26 of 434 comments (clear)

  1. Please understand... by Creepy+Crawler · · Score: 5, Insightful

    That the DMCA DOES NOT APPLY outside the USA. However, hardware Digital Restriction Management DOES.

    I really dont want strong crypto keeping out of stuff that I OWN, or My CONTENT.

    I'td be a neat experiemnt to create a Linux driver that emulates TCPA chips so that stupid software thinks you're auth'ed.

    --
    1. Re:Please understand... by Lazar+Dobrescu · · Score: 5, Insightful
      This is not the only problem the article addresses though. As it is now, there are already tons of old file formats for which the software needed to read it is nearly impossible(or totally impossible) to find. Documents written in those file formats could contain useful, or at the least interesting content, but we can't get to that content.

      We are talking here about file formats 30 years old, or even less. Try to imagine what will happen in 200 years. Most of our history will be written to electronic media, and for people that will live in 200 years, the file format used for that media will very probably be undecipherable.

      What is the solution? Some say that we need to convert all documents in a more recent file format every x years. That will really become a pain in the ass as the number of archives go higher and higher.

      Another trick could be to describe in whole the file format used and attach that description to every file. That, of course, brings up the problem of what file format to use for that description... (will even plain ascii files still exist in 200 years? Maybe not, but I think it is reasonnable to expect that people will at least still have an idea of how to read them...)

      Comparing this to the problem faced for dead languages gives a good idea of the repercussions... There is already countless documents written in very old ages that we cannot decipher because the language used to write it is loss. People are working all their lives trying to understand a dead language. But with computers, we're not talking about something that happened 4000 years ago, but 30 years ago... That means that in the course of your lifetime, You could see obsolete file formats 3 times!

      Someone will need to find a solution for this, and preferably before the problem happens for real...

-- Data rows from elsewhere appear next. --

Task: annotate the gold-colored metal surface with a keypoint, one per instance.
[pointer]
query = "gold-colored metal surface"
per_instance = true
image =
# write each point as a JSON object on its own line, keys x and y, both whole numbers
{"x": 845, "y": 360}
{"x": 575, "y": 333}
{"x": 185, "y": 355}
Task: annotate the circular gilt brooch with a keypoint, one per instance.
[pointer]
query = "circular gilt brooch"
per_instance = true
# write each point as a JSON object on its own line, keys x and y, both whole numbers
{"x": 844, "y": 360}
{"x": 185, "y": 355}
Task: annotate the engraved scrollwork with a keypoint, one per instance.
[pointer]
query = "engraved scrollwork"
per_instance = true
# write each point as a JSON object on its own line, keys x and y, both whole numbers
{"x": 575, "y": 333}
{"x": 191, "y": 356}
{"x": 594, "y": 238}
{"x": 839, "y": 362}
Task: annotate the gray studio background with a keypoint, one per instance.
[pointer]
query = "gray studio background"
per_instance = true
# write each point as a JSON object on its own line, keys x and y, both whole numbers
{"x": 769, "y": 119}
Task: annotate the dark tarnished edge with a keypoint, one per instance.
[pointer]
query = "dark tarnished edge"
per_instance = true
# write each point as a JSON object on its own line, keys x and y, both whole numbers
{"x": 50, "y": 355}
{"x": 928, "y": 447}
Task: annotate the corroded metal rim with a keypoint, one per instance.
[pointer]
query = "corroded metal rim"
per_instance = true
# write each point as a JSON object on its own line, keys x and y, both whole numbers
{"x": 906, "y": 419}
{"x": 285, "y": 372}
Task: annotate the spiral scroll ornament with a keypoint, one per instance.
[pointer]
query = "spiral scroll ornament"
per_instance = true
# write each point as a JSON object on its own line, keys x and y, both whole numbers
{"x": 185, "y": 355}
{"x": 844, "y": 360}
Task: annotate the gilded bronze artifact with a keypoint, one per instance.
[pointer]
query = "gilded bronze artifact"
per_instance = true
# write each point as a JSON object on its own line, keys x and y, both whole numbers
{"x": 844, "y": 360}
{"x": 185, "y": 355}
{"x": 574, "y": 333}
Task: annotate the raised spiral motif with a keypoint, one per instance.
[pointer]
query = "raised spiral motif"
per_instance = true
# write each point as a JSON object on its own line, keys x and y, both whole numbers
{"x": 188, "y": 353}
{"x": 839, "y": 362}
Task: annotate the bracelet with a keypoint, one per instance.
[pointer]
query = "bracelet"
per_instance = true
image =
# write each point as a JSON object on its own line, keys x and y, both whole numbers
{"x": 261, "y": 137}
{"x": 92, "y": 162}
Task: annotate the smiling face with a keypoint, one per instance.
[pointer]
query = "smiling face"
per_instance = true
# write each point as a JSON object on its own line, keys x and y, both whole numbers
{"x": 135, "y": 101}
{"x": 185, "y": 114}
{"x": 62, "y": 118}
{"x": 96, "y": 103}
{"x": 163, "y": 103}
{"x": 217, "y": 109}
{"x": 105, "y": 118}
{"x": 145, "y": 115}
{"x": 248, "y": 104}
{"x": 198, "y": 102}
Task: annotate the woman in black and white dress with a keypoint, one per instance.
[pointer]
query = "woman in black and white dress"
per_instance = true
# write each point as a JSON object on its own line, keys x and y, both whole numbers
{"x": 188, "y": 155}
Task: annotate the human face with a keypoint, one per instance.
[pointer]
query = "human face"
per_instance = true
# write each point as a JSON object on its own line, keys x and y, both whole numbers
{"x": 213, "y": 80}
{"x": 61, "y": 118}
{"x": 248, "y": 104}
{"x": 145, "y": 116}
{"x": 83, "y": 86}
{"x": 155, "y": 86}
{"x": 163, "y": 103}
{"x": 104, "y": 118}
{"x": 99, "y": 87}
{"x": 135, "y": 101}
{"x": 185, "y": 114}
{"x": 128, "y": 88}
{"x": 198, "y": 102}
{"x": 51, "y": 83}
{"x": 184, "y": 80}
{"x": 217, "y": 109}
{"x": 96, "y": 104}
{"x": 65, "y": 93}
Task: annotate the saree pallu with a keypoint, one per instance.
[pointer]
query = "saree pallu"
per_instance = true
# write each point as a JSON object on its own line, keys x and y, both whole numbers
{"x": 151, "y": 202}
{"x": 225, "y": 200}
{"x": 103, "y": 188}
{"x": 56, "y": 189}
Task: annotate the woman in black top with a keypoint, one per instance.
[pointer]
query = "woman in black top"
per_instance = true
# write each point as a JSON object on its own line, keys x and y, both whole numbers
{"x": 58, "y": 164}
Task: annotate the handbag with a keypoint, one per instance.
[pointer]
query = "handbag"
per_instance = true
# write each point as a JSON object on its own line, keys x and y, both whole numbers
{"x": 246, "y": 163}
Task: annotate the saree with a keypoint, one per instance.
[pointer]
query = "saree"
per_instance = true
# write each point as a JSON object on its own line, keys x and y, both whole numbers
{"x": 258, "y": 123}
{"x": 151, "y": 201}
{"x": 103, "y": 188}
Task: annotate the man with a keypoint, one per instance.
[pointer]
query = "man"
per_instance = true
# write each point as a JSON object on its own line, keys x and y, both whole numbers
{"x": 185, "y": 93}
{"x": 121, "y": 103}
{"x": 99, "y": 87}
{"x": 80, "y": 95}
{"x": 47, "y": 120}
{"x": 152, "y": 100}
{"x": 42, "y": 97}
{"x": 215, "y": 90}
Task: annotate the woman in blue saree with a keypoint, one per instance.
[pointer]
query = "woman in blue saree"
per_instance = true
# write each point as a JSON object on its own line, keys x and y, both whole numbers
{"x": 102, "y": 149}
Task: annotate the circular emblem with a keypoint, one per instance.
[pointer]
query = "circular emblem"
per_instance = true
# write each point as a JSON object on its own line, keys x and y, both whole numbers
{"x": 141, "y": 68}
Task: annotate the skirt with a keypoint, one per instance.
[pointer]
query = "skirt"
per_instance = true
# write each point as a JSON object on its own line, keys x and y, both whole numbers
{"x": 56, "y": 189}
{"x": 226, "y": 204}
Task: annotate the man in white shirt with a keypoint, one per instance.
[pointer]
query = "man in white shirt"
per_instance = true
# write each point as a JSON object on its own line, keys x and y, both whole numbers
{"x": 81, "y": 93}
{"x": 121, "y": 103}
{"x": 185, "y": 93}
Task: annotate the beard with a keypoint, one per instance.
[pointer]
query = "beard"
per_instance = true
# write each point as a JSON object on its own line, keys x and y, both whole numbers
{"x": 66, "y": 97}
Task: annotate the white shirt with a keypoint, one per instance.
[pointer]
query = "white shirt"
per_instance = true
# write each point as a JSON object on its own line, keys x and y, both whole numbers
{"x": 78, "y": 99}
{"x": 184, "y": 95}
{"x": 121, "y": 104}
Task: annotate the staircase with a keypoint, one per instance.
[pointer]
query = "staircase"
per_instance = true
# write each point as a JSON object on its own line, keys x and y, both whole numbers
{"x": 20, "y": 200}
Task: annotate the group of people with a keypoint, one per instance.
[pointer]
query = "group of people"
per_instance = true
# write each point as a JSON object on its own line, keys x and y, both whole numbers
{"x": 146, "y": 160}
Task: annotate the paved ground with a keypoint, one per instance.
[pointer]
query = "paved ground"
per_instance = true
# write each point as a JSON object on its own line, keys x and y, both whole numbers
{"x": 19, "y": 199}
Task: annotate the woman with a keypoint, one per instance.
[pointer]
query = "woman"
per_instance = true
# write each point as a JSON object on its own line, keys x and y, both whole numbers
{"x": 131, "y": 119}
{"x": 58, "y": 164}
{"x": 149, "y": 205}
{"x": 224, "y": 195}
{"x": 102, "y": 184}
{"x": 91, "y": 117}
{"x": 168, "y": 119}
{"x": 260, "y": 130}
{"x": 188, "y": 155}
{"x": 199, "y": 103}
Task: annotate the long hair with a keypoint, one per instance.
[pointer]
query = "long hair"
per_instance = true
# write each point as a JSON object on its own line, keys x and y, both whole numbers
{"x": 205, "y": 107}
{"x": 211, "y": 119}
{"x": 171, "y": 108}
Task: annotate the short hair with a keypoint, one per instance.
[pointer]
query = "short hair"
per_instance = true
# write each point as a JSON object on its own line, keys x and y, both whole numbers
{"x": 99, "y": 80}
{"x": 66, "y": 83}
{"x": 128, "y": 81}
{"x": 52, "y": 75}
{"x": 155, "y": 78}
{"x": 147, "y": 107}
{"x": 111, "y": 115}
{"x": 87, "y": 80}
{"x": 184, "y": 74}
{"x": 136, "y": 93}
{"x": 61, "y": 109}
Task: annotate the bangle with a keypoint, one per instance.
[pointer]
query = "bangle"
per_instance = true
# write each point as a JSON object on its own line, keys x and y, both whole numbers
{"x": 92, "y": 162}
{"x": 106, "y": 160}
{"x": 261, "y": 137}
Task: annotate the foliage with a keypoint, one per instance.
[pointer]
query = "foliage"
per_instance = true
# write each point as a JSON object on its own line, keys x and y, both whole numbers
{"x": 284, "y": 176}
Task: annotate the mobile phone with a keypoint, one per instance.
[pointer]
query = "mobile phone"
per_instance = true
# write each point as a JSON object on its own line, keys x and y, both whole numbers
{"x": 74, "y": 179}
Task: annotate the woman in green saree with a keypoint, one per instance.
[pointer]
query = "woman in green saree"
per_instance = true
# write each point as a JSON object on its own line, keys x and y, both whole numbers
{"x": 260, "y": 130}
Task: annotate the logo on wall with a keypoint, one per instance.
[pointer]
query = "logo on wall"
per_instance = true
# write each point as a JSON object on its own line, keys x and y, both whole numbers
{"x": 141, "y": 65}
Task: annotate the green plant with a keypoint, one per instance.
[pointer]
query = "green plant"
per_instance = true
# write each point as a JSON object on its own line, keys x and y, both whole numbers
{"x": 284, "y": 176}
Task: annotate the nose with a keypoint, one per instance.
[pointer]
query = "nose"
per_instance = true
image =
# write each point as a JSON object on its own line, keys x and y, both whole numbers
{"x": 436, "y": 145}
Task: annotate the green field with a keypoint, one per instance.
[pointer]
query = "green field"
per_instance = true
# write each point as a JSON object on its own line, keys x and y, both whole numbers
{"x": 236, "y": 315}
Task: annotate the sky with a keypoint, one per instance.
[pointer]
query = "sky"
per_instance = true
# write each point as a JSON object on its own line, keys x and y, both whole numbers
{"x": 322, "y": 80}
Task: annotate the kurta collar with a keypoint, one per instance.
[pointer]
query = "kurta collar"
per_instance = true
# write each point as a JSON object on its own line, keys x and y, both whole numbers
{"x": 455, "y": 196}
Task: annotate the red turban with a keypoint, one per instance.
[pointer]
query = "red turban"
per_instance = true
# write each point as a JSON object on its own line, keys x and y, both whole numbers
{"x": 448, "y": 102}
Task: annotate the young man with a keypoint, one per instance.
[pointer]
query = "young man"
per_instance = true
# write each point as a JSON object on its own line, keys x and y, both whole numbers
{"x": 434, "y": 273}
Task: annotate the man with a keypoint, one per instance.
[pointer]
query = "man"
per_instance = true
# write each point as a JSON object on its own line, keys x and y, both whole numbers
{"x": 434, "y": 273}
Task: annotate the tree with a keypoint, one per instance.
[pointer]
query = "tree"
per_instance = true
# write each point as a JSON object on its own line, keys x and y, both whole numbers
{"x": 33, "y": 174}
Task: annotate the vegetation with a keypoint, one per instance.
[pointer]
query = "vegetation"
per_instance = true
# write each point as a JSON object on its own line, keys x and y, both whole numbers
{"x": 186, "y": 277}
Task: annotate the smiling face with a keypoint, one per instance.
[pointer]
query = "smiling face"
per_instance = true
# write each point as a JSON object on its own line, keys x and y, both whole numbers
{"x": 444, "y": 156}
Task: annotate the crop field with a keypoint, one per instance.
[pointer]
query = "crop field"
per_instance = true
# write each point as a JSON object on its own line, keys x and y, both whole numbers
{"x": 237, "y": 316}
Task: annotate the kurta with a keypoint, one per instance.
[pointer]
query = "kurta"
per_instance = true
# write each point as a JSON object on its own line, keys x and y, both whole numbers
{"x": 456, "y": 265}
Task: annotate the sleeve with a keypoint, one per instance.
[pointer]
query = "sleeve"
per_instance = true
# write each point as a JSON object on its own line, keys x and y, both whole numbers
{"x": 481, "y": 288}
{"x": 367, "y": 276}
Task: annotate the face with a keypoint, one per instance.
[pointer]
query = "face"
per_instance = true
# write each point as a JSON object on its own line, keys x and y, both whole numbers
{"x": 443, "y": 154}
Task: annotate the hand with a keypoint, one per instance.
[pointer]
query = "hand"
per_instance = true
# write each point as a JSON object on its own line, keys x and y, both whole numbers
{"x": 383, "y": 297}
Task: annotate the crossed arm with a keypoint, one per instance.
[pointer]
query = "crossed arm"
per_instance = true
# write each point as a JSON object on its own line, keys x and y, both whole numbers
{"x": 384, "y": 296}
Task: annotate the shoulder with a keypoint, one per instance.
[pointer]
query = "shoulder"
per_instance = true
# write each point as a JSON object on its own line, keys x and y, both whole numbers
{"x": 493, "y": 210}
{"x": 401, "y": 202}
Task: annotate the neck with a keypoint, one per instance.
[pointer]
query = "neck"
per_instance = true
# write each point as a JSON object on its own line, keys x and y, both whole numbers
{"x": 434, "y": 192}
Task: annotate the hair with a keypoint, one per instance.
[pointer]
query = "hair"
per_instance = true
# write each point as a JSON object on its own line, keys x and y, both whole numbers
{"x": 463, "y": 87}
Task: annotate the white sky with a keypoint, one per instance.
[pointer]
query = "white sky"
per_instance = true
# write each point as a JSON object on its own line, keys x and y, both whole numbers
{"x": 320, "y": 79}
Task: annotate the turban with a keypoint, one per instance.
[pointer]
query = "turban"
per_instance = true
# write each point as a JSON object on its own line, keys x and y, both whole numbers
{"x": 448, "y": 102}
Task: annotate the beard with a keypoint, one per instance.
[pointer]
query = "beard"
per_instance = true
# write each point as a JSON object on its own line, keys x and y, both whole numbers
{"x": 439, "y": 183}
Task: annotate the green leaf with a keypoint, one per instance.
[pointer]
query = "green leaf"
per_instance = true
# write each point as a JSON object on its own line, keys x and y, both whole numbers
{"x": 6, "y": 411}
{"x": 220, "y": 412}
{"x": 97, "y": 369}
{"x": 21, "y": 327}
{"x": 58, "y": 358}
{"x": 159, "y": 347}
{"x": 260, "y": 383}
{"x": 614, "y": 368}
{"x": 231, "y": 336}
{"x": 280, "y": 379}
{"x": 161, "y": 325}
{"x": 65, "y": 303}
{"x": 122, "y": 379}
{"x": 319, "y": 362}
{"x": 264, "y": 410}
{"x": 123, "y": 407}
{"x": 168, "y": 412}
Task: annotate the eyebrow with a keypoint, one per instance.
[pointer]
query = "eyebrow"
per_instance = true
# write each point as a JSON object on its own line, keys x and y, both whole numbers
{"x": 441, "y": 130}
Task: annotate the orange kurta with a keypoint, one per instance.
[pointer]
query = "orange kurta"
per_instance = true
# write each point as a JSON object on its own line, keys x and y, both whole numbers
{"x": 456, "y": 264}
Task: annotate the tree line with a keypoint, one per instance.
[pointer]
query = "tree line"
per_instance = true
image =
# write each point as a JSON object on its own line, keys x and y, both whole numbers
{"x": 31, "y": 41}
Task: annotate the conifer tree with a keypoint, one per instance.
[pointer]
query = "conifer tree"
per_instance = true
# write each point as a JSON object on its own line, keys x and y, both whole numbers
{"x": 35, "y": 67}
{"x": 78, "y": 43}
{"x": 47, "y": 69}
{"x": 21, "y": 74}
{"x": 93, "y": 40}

    2. Re:Please understand... by TheRaven64 · · Score: 4, Informative
      Repeat after me:

      TCPA hardware is not the same as DRM, and is not evil

      The TCPA hardware specifies a cryptography co-processor on the mainboard. This can be used for DRM, but it can also be used for offloading things like SSL from the CPU. Emulating the hardware would be no good. Under *NIX, it would just be mounted at /dev/crypto (or something), and emulated if the hardware were not availible. It is the software which manages DRM.

      --
      I am TheRaven on Soylent News
    3. Re:Please understand... by Sique · · Score: 4, Insightful

      The rosetta stone contained the message in Ancient Greek (a dead but widely known language at the time of deciphration), Coptian and Hieroglyphic. Even though Coptian was at least known to some specialists and people able to read Ancient Greek were abundant at the time (and still are), it took about 25years to decipher the hieroglyphic texts.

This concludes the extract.